BI Tetap Pertahankan Suku Bunga 4,00%
INDEX

BISNIS-27 446.563 (0.9)   |   COMPOSITE 5038.4 (20.82)   |   DBX 922.546 (11.18)   |   I-GRADE 135.148 (0.22)   |   IDX30 424.72 (2.48)   |   IDX80 110.692 (0.82)   |   IDXBUMN20 282.764 (1.87)   |   IDXG30 117.102 (1.3)   |   IDXHIDIV20 380.385 (2.52)   |   IDXQ30 124.37 (0.98)   |   IDXSMC-COM 213.267 (2.27)   |   IDXSMC-LIQ 240.075 (3.67)   |   IDXV30 104.022 (1.02)   |   INFOBANK15 809.007 (-5.39)   |   Investor33 370.782 (0.4)   |   ISSI 146.581 (1.48)   |   JII 534.734 (4.37)   |   JII70 181.171 (1.51)   |   KOMPAS100 994.168 (2.43)   |   LQ45 775.543 (4.77)   |   MBX 1400.42 (4.19)   |   MNC36 279.01 (-0.17)   |   PEFINDO25 262.474 (3.1)   |   SMInfra18 238.826 (3.53)   |   SRI-KEHATI 314.013 (-0.58)   |  

BI Tetap Pertahankan Suku Bunga 4,00%

Kamis, 17 September 2020 | 16:45 WIB
Oleh : Herman / JAI

Jakarta, Beritasatu.com – Dalam Rapat Dewan Gubernur (RDG) Bank Indonesia (BI) yang digelar 16-17 September 2020, BI memutuskan tetap mempertahankan suku bunga BI 7-Day Reverse Repo Rate (BI7DRR) sebesar 4,00%, suku bunga Deposit Facility sebesar 3,25%, dan suku bunga Lending Facility sebesar 4,75%.

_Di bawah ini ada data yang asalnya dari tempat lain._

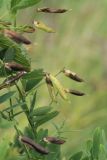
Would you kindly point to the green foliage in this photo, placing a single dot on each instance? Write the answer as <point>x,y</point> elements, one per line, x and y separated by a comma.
<point>21,4</point>
<point>95,148</point>
<point>6,96</point>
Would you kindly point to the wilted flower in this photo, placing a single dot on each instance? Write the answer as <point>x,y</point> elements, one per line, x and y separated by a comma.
<point>54,140</point>
<point>32,144</point>
<point>51,10</point>
<point>16,37</point>
<point>72,75</point>
<point>75,92</point>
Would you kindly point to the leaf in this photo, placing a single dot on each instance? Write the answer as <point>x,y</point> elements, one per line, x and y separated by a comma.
<point>96,143</point>
<point>59,87</point>
<point>43,119</point>
<point>18,53</point>
<point>44,27</point>
<point>41,111</point>
<point>76,156</point>
<point>33,102</point>
<point>24,4</point>
<point>6,96</point>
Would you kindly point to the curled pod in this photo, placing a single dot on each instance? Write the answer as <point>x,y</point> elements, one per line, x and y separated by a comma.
<point>50,87</point>
<point>51,10</point>
<point>16,37</point>
<point>58,86</point>
<point>74,92</point>
<point>32,144</point>
<point>54,140</point>
<point>12,79</point>
<point>72,75</point>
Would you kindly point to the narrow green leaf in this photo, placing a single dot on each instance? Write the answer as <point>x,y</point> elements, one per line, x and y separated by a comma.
<point>24,4</point>
<point>96,143</point>
<point>41,111</point>
<point>76,156</point>
<point>6,96</point>
<point>33,102</point>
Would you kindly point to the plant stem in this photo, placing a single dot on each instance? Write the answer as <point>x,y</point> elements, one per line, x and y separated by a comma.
<point>25,109</point>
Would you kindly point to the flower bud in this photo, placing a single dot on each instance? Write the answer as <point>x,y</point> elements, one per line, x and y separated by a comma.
<point>32,144</point>
<point>72,75</point>
<point>54,140</point>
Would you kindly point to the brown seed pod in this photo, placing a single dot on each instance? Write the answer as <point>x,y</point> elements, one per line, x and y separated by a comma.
<point>15,66</point>
<point>54,140</point>
<point>72,75</point>
<point>16,37</point>
<point>28,29</point>
<point>10,81</point>
<point>34,145</point>
<point>50,87</point>
<point>51,10</point>
<point>74,92</point>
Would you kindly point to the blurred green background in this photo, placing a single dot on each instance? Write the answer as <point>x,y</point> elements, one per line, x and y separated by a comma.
<point>79,44</point>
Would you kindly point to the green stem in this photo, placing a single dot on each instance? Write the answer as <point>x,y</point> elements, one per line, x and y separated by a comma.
<point>25,109</point>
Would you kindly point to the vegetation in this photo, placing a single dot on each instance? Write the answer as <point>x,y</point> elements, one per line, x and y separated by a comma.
<point>28,111</point>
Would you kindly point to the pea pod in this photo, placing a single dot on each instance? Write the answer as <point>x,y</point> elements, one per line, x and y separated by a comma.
<point>58,86</point>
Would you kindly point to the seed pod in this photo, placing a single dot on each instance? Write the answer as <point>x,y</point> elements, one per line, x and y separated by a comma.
<point>75,92</point>
<point>54,140</point>
<point>16,37</point>
<point>44,27</point>
<point>28,29</point>
<point>10,81</point>
<point>34,145</point>
<point>50,87</point>
<point>51,10</point>
<point>58,86</point>
<point>72,75</point>
<point>15,66</point>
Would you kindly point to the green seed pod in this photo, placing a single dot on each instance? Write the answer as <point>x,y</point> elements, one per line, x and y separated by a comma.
<point>32,144</point>
<point>58,86</point>
<point>54,140</point>
<point>72,75</point>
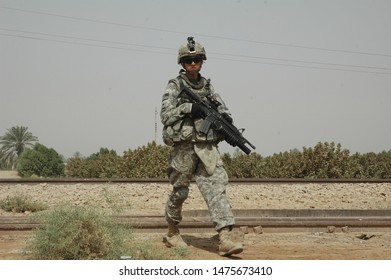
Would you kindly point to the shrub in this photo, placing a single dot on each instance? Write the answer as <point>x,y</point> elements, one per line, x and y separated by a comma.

Gubernur BI Perry Warjiyo menyampaikan, keputusan ini diambil dengan mempertimbangkan perlunya menjaga stabilitas nilai tukar Rupiah, di tengah inflasi yang diperkirakan tetap rendah.

“Rapat Dewan Gubernur BI memutuskan untuk mempertahankan BI 7-Day Reverse Repo Rate (BI7DRR) sebesar 4,00%. Di samping keputusan tersebut, Bank Indonesia juga melanjutkan kebijakan stabilisasi nilai tukar Rupiah agar sejalan dengan fundamental dan mekanisme pasar,” kata Perry Warjiyo, saat menyampaikan pengumuman hasil RDG BI, Kamis (17/9/2020).

Langkah lainnya yang juga dilakukan BI adalah memperkuat strategi operasi moneter guna meningkatkan transmisi stance kebijakan moneter yang ditempuh, serta memperpanjang periode ketentuan insentif pelonggaran GWM Rupiah sebesar 50bps bagi bank yang menyalurkan kredit UMKM dan ekspor impor.

Selain itu juga untuk kredit non UMKM sektor-sektor prioritas yang ditetapkan dalam program Pemulihan Ekonomi Nasional, dari 31 Desember 2020 menjadi sampai dengan 30 Juni 2021.

“BI juga terus mendorong pengembangan instrumen pasar uang untuk mendukung pembiayaan korporasi dan UMKM sejalan dengan program Pemulihan Ekonomi Nasional,” kata Perry.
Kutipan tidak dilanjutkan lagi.